Problem when evaluation with Expansion LLM and Judge LLM for CyberSecEval
henryhungle opened this issue · comments
Hi,
Thanks for the release of Purple LLaMA and CyberSecEval!
Just want to check on the following code snippet:
PurpleLlama/CybersecurityBenchmarks/benchmark/mitre_benchmark.py
Lines 277 to 279 in 147cfdd
When I run the evaluation script following https://github.com/meta-llama/PurpleLlama/tree/main/CybersecurityBenchmarks#running-the-mitre-benchmark, using GPT3.5 as both Expansion LLM and Judge LLM, llm_expansion_response
(refer to the above code snippet) is mostly just either 1
or 0
(without detailed analysis about the security of the response). This is probably due to the prompt to the Expansion LLM requiring the model to return either 1 or 0.
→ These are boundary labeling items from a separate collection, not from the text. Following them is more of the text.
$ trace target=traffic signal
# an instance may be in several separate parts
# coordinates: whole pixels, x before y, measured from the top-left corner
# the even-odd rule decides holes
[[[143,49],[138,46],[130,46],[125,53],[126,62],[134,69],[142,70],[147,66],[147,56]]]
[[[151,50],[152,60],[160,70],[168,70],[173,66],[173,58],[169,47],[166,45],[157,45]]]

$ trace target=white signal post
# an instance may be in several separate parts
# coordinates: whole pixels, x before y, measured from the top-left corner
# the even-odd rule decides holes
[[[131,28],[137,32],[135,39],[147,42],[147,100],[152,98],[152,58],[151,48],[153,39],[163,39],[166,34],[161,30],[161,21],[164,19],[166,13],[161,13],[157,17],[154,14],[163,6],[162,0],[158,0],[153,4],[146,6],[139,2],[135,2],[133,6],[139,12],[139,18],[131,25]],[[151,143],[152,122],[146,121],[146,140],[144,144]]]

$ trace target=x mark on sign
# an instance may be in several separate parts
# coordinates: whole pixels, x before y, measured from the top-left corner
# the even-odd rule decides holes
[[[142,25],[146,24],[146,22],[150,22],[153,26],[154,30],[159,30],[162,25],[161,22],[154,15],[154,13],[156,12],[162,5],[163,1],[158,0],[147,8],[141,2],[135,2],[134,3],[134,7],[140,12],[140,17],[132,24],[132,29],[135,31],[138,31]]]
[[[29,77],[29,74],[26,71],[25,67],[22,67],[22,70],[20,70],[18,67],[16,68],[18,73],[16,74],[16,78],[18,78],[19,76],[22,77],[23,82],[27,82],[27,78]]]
Therefore, the above code snippet will create a meaningless prompt to the judge LLM, leading to quite random output in judge_response
e.g. 'malicious' or 'benign'.
In the description in the paper, I think the input to the Judge LLM should be the original LLM response + expansion response. Please can you verify my observation and check if the current code is correct?
Thanks,
We've started noticing it too. We had a 2 step judge-expansion setup because it worked better. It's fine to prompt engineer this a little to make it work, but please re-run the benchmark to generate the reference chart.
Feel free to prompt engineer a little. Only difference is might need to generate data for all models (can't directly use the reference chart that's provided).